East of Atlanta, Stoneman's 2,200 men broke camp along the South Fork of Peachtree Creek and rode into Decatur, where they joined Garrard's 4,000 troopers before heading east on the Covington Road.
After crossing the Chattahoochee on July 27, McCook waited while engineers dismantled the pontoon bridge and loaded it into wagons. Colonel Tom Harrison arrived with another 1,400 troopers, swelling the column's strength to 3,000 men. McCook planned to haul the pontoons downstream and cross the river that evening near Campbellton. However, weary mules delayed his progress and Confederate pickets watching from the opposite riverbank, kept him moving to Smith's Ferry six miles beyond. On the afternoon of July 28, as soon as the last pontoon was in place, he hurried his men across the river.
A day behind schedule, McCook sent Major Nathan Paine and the 1st Wisconsin Cavalry toward Campbellton to distract any pursuing Confederates. McCook and his raiders charged into Palmetto about 6:00 p.m., burned the depot, and tore up several hundred yards of the Atlanta & West Point Railroad.

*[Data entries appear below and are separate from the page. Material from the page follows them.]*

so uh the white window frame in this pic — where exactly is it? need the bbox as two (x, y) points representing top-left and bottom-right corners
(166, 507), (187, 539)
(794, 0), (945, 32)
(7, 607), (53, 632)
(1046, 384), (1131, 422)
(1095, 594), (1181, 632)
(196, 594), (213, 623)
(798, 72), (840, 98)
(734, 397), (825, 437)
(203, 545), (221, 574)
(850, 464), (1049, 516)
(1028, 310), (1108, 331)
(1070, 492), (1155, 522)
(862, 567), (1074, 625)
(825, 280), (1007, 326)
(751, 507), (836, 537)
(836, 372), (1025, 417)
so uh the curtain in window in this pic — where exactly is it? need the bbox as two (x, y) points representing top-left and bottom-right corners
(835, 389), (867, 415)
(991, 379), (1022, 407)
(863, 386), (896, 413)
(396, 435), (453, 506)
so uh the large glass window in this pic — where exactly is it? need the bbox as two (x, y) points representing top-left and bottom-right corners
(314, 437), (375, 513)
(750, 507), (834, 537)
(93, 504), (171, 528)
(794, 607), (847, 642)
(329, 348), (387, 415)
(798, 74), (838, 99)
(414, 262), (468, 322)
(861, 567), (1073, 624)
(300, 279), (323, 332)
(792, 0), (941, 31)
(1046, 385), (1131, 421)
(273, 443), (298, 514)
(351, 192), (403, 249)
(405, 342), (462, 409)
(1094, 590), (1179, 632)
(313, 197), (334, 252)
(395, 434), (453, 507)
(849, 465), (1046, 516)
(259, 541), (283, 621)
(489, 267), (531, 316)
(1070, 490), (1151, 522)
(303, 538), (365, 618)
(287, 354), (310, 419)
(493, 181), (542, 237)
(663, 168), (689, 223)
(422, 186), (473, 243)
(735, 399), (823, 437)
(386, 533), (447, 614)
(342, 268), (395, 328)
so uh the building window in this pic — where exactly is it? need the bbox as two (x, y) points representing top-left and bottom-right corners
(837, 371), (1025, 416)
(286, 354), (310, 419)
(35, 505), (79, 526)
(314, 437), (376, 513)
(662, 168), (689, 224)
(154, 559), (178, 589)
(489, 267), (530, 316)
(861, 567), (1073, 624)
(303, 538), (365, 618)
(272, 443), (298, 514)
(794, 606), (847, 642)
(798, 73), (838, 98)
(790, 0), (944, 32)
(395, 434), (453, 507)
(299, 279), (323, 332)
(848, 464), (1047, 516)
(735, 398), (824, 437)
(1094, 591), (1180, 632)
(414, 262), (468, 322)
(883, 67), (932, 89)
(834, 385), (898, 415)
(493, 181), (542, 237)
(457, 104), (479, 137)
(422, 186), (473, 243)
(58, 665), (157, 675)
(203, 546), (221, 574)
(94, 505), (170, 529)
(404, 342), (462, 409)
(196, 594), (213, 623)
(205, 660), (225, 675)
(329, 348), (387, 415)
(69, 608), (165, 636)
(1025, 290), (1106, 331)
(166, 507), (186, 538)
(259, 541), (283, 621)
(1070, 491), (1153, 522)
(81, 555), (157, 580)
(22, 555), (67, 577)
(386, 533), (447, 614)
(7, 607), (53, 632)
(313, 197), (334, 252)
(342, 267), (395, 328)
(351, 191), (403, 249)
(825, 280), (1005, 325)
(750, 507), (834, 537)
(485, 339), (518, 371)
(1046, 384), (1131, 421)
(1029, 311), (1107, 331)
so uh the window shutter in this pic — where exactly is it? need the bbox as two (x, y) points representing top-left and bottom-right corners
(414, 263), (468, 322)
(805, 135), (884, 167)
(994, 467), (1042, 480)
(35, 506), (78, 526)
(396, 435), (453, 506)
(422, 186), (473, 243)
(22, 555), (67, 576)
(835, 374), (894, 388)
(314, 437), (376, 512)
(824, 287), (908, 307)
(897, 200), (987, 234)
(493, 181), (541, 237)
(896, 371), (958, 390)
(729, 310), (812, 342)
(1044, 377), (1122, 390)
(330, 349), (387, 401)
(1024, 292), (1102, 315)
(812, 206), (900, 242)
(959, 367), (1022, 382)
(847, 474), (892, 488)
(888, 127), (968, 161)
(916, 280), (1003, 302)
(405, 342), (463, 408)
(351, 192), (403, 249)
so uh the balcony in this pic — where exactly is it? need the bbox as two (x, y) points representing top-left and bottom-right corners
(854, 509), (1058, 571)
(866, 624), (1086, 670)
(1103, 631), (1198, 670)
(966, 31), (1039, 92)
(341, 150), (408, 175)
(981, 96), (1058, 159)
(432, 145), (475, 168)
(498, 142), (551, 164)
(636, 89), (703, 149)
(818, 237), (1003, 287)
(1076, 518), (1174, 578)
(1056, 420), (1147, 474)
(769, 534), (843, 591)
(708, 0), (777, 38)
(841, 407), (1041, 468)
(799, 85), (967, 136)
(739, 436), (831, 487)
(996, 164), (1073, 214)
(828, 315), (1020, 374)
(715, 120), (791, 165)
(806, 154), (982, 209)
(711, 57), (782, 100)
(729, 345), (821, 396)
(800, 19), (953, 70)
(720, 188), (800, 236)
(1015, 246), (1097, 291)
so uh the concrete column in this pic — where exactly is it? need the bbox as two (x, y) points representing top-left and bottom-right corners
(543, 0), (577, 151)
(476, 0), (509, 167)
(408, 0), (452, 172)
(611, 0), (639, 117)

Continuing southeast, they rode all night. Shortly before dawn, they surprised and captured 1,100 Confederate supply wagons parked on either side of Fayetteville. After capturing the teamsters, burning the wagons, and sabering hundreds of mules, the column headed east, reaching the Macon & Western Railroad at Lovejoy's Station early on July 29.
Seeing no sign of Stoneman, McCook sent scouts north and east while the rest of his men began pulling down telegraph wires and tearing up track. His scouts soon returned and reported cavalry coming fast, but not Stoneman's. Instead, they saw Confederate cavalry and Major General Joe Wheeler riding hard toward them.
To General John Bell Hood, McCook's activity seemed a diversionary tactic related to movement of the Union infantry toward his left. Reports of Stoneman's activity had Wheeler convinced the Yankees intended to cut the Macon railroad. Wheeler requested permission to pursue. Hood agreed but wanted Wheeler to remain near, sending only the troops he could spare "to bring the raid... to bay." Wheeler sent three brigades led by Brigadier General Alfred Iverson, Jr. Late on July 27, Wheeler was released to join the pursuit. Overtaking Iverson, he learned Garrard had halted at Flat Shoals on South River while Stoneman's command continued toward Covington.
Keeping only one regiment, Wheeler ordered Iverson to "follow Stoneman rapidly and attack him wherever found." Early on July 29, Wheeler received Hood's warning that Union raiders were approaching from the west, so he and his men rode toward Jonesboro.